# VB.NET Datagridview.. updating it PROBLEM



## denise_0006 (Jun 26, 2007)

Hi!
i want to make a search form like the one in google (advance search) where you have a lot of options..
i REALLY REALLY NEED HELP... for my project in class

I have a customer database having the fields:
CustomerID
CustomerFName
CustomerLName
CustomerBalance - current balance
... and so on...

Balance has three categories:
Positive - Customer Paid ahead
Zero
Negative - Customer has debt to the business

In my search form, i have three check boxes for the positive, zero and negative..
Also, there is a combobox for the FULL NAME of the customer.. i added items to it using comboxbox.item.add(value)
Ofcourse there is a search button and lastly the datagridview for the results...

I already know how to add rows in the datagridview...
using: datagridview1.item(column,row).value = "value"

My problem is during UPDATING The datagridview! the first click of the search button would be very easy. But the next clicks would be hard because i need to remove certain rows to satisfy the (another) search parameter.. my question is.. how do I update the datagridview during runtime???
NOTE: i did not bind the datagridview to any datasource.. i added each row manually... using again : datagridview1.item(column,row).value = "Value"
It would have been very easy if i used the built-in features in Visual Studio 2005 express edition. But then, i will never learn hard coding if I depend on these..PLUS the built-in features is way confusing for me.. i can't even customize it..


----------



## artur02 (Sep 24, 2007)

I'd recommend you to bind a datatable to datagridview. Basically datagridview is a visual component and I think you should manipulate data in a dataset. You will have to do the same things what you did in the datagridview: add rows, remove rows, etc.

So query the database into a dataset. If you want to filter the result, you can use a dataview component in ADO.NET just like in DBs. You can also manipulate the dataset (datatables) manually. When you finished modifying the dataset, call AcceptChanges on it and the datagridview will display the updated data.

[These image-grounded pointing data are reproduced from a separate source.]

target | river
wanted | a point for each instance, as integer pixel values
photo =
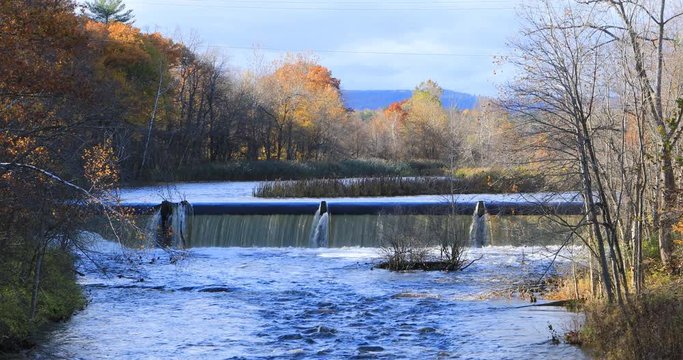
(270, 302)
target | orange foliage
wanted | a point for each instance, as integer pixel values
(397, 111)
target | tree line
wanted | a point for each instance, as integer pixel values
(600, 92)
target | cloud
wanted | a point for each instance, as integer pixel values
(349, 41)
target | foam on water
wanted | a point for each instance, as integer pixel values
(282, 302)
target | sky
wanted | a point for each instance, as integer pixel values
(368, 45)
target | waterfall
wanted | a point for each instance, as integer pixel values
(320, 227)
(152, 229)
(171, 224)
(180, 224)
(479, 230)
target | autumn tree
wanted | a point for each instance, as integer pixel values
(425, 130)
(53, 154)
(558, 91)
(106, 11)
(304, 101)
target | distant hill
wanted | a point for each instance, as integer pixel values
(380, 99)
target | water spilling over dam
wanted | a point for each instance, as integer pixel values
(513, 219)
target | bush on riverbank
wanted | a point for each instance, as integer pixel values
(481, 181)
(59, 297)
(648, 327)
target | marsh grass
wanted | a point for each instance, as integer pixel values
(295, 170)
(486, 181)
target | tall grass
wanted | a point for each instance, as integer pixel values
(295, 170)
(491, 181)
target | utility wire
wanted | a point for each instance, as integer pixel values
(257, 48)
(311, 6)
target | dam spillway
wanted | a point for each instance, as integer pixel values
(223, 219)
(365, 206)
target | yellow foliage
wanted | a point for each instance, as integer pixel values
(100, 166)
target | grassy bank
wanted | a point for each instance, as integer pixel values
(59, 297)
(471, 182)
(294, 170)
(647, 327)
(644, 326)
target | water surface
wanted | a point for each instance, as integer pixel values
(223, 303)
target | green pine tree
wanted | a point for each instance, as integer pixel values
(106, 11)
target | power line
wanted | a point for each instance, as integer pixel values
(306, 6)
(352, 51)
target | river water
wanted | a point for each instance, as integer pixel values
(234, 303)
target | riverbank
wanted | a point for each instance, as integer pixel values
(644, 326)
(59, 297)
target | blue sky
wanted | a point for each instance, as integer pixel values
(367, 44)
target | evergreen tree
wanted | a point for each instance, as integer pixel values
(106, 11)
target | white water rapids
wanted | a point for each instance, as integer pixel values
(219, 303)
(284, 302)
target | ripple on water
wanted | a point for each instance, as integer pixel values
(302, 303)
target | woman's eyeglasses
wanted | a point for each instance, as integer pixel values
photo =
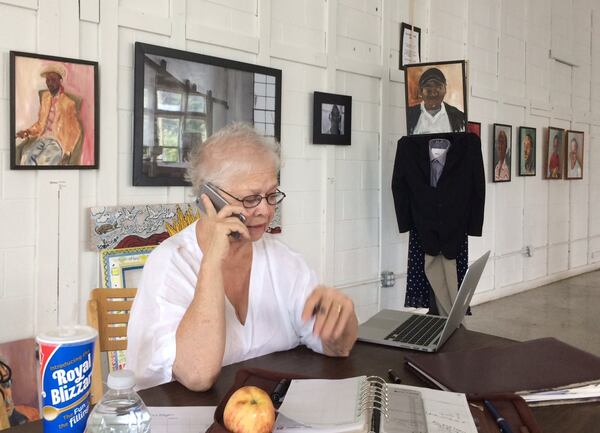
(254, 200)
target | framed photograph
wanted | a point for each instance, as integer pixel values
(527, 151)
(332, 119)
(574, 153)
(436, 97)
(410, 45)
(474, 127)
(502, 152)
(554, 159)
(183, 97)
(54, 115)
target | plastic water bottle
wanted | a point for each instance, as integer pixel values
(121, 409)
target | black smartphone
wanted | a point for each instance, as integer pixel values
(218, 202)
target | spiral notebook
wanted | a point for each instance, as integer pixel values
(368, 404)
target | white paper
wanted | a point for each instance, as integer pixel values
(181, 419)
(323, 404)
(445, 412)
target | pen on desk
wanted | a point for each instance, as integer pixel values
(502, 423)
(394, 378)
(279, 392)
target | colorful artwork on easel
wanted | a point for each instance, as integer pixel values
(136, 226)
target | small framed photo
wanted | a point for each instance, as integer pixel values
(502, 152)
(574, 152)
(474, 127)
(527, 151)
(54, 117)
(410, 45)
(554, 159)
(436, 97)
(332, 119)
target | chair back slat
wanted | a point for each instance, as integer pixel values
(108, 312)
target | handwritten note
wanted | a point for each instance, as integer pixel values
(421, 410)
(184, 419)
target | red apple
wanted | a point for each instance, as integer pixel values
(249, 410)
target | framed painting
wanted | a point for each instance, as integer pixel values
(527, 151)
(181, 98)
(574, 153)
(474, 127)
(436, 97)
(554, 159)
(502, 152)
(410, 44)
(54, 115)
(332, 119)
(122, 268)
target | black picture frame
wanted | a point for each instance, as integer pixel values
(474, 127)
(554, 154)
(405, 29)
(574, 142)
(454, 99)
(181, 97)
(527, 163)
(332, 119)
(501, 170)
(54, 112)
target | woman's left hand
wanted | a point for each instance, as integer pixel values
(335, 320)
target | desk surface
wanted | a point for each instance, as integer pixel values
(368, 359)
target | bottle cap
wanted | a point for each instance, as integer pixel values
(121, 379)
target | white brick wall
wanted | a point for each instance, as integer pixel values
(339, 211)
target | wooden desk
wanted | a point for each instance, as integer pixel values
(366, 359)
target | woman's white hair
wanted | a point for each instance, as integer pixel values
(229, 151)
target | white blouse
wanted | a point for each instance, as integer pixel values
(280, 282)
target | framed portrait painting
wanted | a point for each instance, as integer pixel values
(436, 97)
(501, 152)
(554, 160)
(527, 151)
(574, 155)
(410, 44)
(181, 98)
(54, 117)
(332, 119)
(474, 127)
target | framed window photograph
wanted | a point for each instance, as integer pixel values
(527, 151)
(474, 127)
(332, 119)
(501, 152)
(182, 97)
(436, 97)
(410, 44)
(554, 159)
(574, 153)
(54, 117)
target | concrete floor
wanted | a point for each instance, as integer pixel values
(568, 310)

So think about datagridview as a visual component and dataset as a datasource and data manipulation component.


----------



## pvc_ (Feb 18, 2008)

if you wanted to add the data manually, you should have used a listview, but now that you are using a datagrid, you have to set the control source and satisfy those options with the SQL statement you are writting. If you don't have the skills to do it in sql, then I'd just run the query and use string manipulation techniques to take out what I want, but your best bet would be using sql. Much faster, and a lot more efficient. Post what you want, and the sql you have and we may be able to help you come up with a decent statement that gets the job done.


----------



## denise_0006 (Jun 26, 2007)

hi! i just figured out how to solve my problem

to clear all rows so i could satisfy the new search, ... datagridview1.rows.clear()
to add because it was cleared, just datagridview1.rows.add()


----------